Proyectos de siglo.

Pues sí, creo que va a siendo hora de empezar a entregarme en serio al sueño aquel de ser escritor.
Y supongo que ya es la hora del mundo de empezar a entregarse en serio a su sueño, de ser mundo.


lunes, 6 de enero de 2014

Fuego

Pocas cosas tiene el mundo como el rostro que contemplas.
Es único.
Es un fuego que se propaga desde la vista a los latidos, es ese fuego la intensa llamarada que a su paso todo incendia y que, ardiendo por todos los tiempos de la eternidad, paradójicamente no consiente que absolutamente nada se calcine.
Te hace sentir paz como si contemplases una cascada cuyas aguas caen muy, muy despacio sobre un río de agua cristalina sin hacer apenas ruido, y por el contrario, mucha música.
Te hace sentir como fluye en tu interior la sangre, como la propia lluvia, abrasando de calidez al alma.
Te recuerda al ángel más dulce.
Es algo similar al aliento de los dioses, es algo tan simple como la felicidad.
Se aloja entre sus cabellos de tonos castaños que caen como las hojas del sauce que llora en torno a su cuello.
La magia comienza en su frente lisa de marfil de tonos morenos, como los truenos anunciando el potente rayo.
Sus ojos son marrones de tono oscuro. Son como la pradera irlandesa bajo el dominante esbozo de la fresca y húmeda madera del bosque que toma color vitalicio en cada primavera.
Afirmas que son, al mismo tiempo, expresivos y pequeños, como el espíritu de un bosque secreto. 
Es imposible que no te emociones con ellos, son inocentes y sinceros porque saben cómo hacen sentir una confortación similar a la de un torrente de alegría frente a la angustia, que desborda las arterias interconectadas entre los pulmones y el corazón, y roban así, como si nada sucediese, una sonrisa sincera y revitalizante.
¿Y qué hay de sus cejas? Al observarlas piensas en un pintor muy exigente con su obra, y muy caprichoso con la vida en general, que invirtió varios días en dar dos brochazos meritorios de ascender una obra maestra a la genialidad
.
Esta hechicería desciende hasta sus comisuras por peldaños de satisfacción que conforman sus dulcificadas mejillas, rosas o rojas, según sus emociones.
Culmina la sensación espléndida entre sus labios de cereza donde, pícara y jocosa, juguetea una soleada sonrisa gélida y nevada.
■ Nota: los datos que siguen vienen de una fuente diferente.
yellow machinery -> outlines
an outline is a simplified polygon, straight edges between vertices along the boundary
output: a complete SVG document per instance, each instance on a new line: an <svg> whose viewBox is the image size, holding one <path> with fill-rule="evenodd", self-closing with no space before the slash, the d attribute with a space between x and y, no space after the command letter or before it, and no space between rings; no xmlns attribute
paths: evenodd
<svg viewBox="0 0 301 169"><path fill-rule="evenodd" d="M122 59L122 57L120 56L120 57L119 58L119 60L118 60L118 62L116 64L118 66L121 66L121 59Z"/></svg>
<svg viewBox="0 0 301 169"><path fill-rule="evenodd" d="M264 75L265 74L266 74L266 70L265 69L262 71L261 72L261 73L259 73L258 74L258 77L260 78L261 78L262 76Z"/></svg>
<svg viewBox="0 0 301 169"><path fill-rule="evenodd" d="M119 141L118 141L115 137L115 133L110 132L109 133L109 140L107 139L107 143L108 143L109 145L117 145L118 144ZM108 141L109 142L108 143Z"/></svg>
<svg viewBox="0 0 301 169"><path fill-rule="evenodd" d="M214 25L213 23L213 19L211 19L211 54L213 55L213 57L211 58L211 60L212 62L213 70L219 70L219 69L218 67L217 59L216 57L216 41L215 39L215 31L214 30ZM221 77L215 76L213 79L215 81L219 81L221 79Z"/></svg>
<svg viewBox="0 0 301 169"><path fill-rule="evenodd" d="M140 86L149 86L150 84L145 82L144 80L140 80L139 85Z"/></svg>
Son esos labios una llamada a la pasión, al deseo, a la ternura. Son esos labios, dibujados en el centro de la sonrisa más pura que nunca conociste, los que tanto amas.
Cualquiera que lo estuviese viendo te entendería… cualquiera que estuviese viendo esos ojos tan comprensivos desde una mirada seria. O esa sonrisa de paz… ¡Sí! ¡Paz! 
Exactamente de eso se trata, es un gesto tranquilo… conservas inmutable el recuerdo de la mueca, cada punto de color comprendido en aquellas comisuras; porque aquel intenso rayo de sol, que solo podría medirse en poemas, aquel cofre de metáforas asociadas a las deidades de la hermosura, es un bálsamo rejuvenecedor y apaciguador que te embriaga con un éxtasis glorioso.
Por cómo te sonríe la imagen, te ríes de puro contento en aquel infierno, por cómo sonríe, por cómo sonríes, te crees la reina de los sueños y los imperiales… Por cómo te sonríe, por todo y por tanto cuanto contiene aquella sonrisa extraordinaria, despiertas finalmente a la mañana, y saboreas el poético beso del néctar de la alegría.
Despiertas ante el óleo de cristal canonizado.

Despiertas contemplando la hermosa realidad que te devuelve el espejo en que te miras, amor mío.